Lisa Cohen (Anna Paquin) is a spoiled teen whose self-centeredness contributes to a fatality, and emphasizes her disaffected life with an equally narcissistic mother and a father distracted by his new life in California. In theory, Lisa's life implodes, but little that happens in the movie shows any real difference between the before and the after. Instead, Lonergan's script alienates with the sheer banality of upper middle class life in New York City.

Heavy on urban landscapes and talking heads, the cinematography is as oppressively monotonous as the editing once the title montage ends. Lonergan squanders every moment in Margaret, and with a 149-minute running time, that's a lot of time wasted for very little payoff.

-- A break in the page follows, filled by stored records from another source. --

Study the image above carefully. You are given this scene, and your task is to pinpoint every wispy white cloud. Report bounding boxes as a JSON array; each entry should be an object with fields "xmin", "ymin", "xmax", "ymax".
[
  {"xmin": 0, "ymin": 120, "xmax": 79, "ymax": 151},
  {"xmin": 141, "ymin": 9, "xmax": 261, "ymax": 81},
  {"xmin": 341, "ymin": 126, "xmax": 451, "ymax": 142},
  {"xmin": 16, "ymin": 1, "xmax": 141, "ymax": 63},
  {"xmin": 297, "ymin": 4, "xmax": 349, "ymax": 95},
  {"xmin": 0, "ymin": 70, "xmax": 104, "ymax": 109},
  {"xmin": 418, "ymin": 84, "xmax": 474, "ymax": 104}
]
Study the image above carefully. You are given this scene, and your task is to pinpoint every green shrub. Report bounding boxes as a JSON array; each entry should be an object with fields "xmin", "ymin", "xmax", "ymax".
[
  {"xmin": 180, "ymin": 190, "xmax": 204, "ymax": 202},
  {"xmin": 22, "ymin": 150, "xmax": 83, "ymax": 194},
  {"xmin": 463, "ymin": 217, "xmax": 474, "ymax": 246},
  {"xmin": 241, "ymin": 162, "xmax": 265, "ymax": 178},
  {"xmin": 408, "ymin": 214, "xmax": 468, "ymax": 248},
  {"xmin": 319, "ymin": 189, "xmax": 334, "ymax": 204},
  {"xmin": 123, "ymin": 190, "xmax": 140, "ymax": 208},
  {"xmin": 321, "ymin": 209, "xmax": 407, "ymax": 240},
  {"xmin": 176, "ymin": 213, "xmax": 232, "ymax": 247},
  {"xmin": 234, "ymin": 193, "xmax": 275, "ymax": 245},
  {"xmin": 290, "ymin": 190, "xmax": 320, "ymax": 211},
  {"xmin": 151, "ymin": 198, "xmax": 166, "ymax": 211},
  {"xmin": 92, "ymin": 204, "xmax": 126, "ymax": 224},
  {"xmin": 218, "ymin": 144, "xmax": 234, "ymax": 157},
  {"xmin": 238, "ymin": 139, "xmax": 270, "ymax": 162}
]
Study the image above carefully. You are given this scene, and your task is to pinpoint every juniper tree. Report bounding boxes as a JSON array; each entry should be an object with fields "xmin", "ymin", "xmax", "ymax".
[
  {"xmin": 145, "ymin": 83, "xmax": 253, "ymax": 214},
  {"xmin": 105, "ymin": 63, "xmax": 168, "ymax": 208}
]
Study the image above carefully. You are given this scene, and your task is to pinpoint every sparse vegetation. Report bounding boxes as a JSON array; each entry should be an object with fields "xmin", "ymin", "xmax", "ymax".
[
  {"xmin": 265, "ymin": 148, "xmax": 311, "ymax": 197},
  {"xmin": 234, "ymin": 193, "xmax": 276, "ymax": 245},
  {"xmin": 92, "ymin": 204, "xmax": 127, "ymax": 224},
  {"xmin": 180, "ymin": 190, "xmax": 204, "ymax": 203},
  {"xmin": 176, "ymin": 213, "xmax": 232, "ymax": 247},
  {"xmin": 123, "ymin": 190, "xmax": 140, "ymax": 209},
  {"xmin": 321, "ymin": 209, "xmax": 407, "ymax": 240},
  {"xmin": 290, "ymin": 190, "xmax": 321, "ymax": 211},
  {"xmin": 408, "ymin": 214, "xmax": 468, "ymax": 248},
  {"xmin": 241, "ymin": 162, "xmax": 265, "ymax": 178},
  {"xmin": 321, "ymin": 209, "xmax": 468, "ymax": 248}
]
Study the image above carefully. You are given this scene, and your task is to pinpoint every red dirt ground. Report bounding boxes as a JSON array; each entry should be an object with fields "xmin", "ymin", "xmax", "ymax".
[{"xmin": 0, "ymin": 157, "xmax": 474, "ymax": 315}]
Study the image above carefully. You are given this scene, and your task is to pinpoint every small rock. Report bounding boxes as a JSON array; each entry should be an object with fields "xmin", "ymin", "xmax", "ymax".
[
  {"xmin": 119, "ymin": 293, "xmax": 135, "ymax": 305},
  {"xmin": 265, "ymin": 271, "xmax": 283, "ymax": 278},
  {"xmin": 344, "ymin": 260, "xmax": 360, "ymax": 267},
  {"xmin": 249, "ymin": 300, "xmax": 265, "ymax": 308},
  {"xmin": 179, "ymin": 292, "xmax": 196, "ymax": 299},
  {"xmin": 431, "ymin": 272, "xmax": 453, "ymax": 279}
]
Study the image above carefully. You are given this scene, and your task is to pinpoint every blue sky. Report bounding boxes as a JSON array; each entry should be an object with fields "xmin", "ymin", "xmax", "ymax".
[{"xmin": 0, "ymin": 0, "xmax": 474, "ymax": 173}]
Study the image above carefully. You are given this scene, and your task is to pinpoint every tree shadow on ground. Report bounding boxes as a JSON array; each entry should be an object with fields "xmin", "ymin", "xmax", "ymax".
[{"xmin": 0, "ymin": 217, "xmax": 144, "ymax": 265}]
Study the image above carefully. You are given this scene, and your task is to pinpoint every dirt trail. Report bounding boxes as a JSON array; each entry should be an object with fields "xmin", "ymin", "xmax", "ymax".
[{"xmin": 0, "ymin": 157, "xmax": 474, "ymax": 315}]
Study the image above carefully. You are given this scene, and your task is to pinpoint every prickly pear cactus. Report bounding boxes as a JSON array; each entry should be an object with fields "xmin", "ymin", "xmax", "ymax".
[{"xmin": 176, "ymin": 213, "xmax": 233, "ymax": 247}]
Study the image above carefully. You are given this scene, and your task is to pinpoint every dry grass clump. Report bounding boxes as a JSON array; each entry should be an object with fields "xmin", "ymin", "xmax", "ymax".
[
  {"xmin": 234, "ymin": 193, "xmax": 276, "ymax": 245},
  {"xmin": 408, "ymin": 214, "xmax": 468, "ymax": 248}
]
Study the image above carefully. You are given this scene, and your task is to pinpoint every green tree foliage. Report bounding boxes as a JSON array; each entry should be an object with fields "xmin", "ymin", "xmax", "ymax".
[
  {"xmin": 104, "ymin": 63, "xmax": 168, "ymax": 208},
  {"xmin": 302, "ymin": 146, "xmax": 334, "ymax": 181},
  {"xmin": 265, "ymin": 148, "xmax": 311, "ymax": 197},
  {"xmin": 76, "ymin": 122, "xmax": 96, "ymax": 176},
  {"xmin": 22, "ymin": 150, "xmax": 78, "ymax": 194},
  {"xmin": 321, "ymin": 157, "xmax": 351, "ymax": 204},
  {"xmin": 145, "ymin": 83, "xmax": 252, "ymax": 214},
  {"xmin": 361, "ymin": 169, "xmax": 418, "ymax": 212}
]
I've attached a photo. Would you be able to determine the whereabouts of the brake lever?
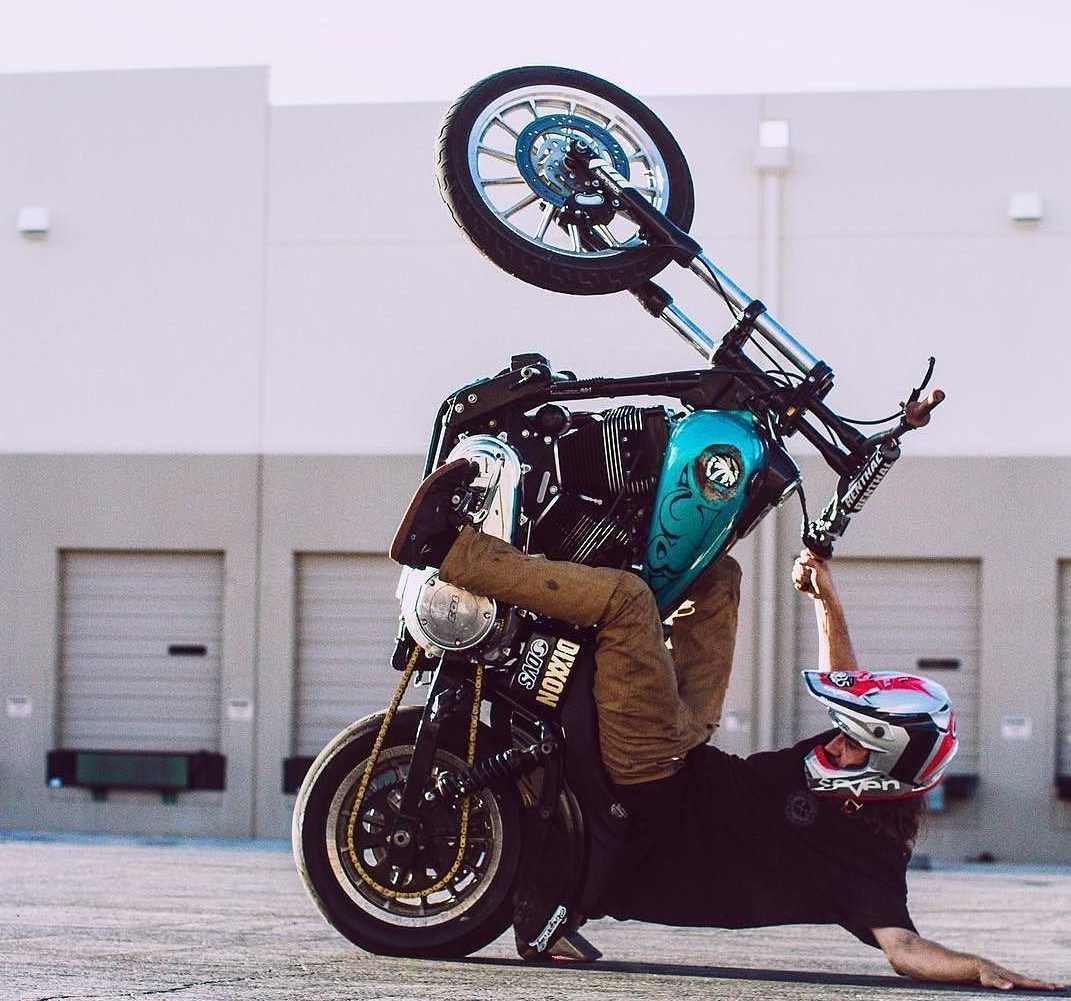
[801,378,945,560]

Paquin may have been one of the youngest actors to be nominated for an Academy Award, but in Margaret it's evident she peaked early. Her performance is so self-conscious it's distracting. But she's not alone -- not even Allison Janney is able to completely pull off a believable performance, but in fairness, a lot of it has to do with the overabundance of stilted dialogue best suited for an off-off-off-Broadway stage. Matt Damon, Mark Ruffalo, Jean Reno and Matthew Broderick all have walk-on roles that don't really add anything to the story, and only emphasize the lack of cohesion in the movie.

The one remotely authentic scene in Margaret occurs when Lisa's father (played by Lonergan) is constantly interrupted by his new wife during a phone call with his daughter. Like everyone else in Margaret, the stepmother is as self-absorbed as everyone else. It's attempting to re-imagine Tom Wolfe's book The Bonfire of the Vanities for the new millennium, where the focus is less on ambition and more on emotion and assuaging guilt.

On an intellectual level, Margaret makes a certain obscured point. But as a watchable film, Margaret is about as interesting as watching paint dry.